Ask HN: How to legally obtain sports data for commercial use?
I've often thought of building sports related apps (esp. pertaining to fantasy sports) but I've always struggled with how to legally obtain the necessary data (scheduling, statistics, player images, team logos, etc.) such that I can pursue it as a commercial venture. An obvious solution is to simply scrape the info but I'd assume you'd get shut down or blocked rather quickly. Yahoo offers a Fantasy Sports API but it's to be used for non-commercial purposes only.
Can anyone shed light on where/how to obtain current and past sports data that is available for commercial use? (I'm most interested in NFL, NBA, MLB, NHL data)
Thanks!
[+] [-] mattmaroon|15 years ago|reply
At Draftmix we used a competitor of theirs called PA Sports Ticker, which Stats bought shortly after we shut Draftmix down. We had previously used a cheaper one called XML Team, but we realized quickly that we had gotten what we had paid for as the feeds were often updated very late or contained errors. They're fine enough for getting started (and probably the easiest to implement, since you pull the data on demand rather than having them post it to you) especially if you don't require live stats. Live stats cost more and are harder to implement. You could get post-game stats and schedule data for a few grand a year back then from XML Team, live stats for a few times that, but I don't know what Stats buying their primary competitor has done to prices. I can't imagine it's made them get cheaper.

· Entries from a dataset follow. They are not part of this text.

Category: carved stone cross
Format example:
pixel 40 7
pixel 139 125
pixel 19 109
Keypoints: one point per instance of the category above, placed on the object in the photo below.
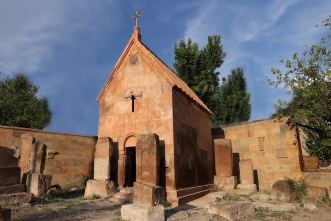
pixel 135 16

There's a new one called Sports Direct. I don't have any experience with them, but our former salesman from PA works there. I'd be happy to put you in contact if you'd like, just email me. He's a good salesman at least.
For player images and team logos you need to set up licenses. Logos come from the league (NFL, MLB), player images from the players' unions (NFLPA, MLBPA). This is very costly. The actual images themselves can be provided by Stats and other sources, but you can't use them without paying the license (though Stats may have worked out a deal that lets them include that in the package).
The Fantasy Sports Trade Association (fsta.org) is the best place to find service providers for the industry. Anyone worth anything is a member.
[+] [-] mattmaroon|15 years ago|reply
[+] [-] iheartmemcache|15 years ago|reply
[1] http://stackoverflow.com/questions/57106/anyone-know-of-an-n...
[+] [-] weixiyen|15 years ago|reply
[+] [-] mccutchen|15 years ago|reply
I've always assumed that there was some commercial data source out there that would provide all of this information in a nice, structured format for some kind of fee, but I have yet to find it.
One nice thing about major sites moving to "live" scoreboards is that you can often find nicely structured data sources behind them. For instance, here's the NFL's live score feed, in JSON:
http://www.nfl.com/liveupdate/scores/scores.json
(Unfortunately, it's empty as I write this because there are no games going on right now. Here's an example taken late on a Sunday or on Monday morning: http://gist.github.com/626612)
Another, related question is how to get good gambling information (point spreads, totals, etc.) for the same use case. I think this might be easier, as I've come across various sports book sites in the past that offer subscription services.
On Yahoo's NFL odds page, it says their data source is OddsShark (http://www.oddsshark.com/) whose home page advertises
I got in touch with them, but never received a response...[+] [-] davidedicillo|15 years ago|reply
[+] [-] dustym|15 years ago|reply
First off, you are going to have to deal with a rep.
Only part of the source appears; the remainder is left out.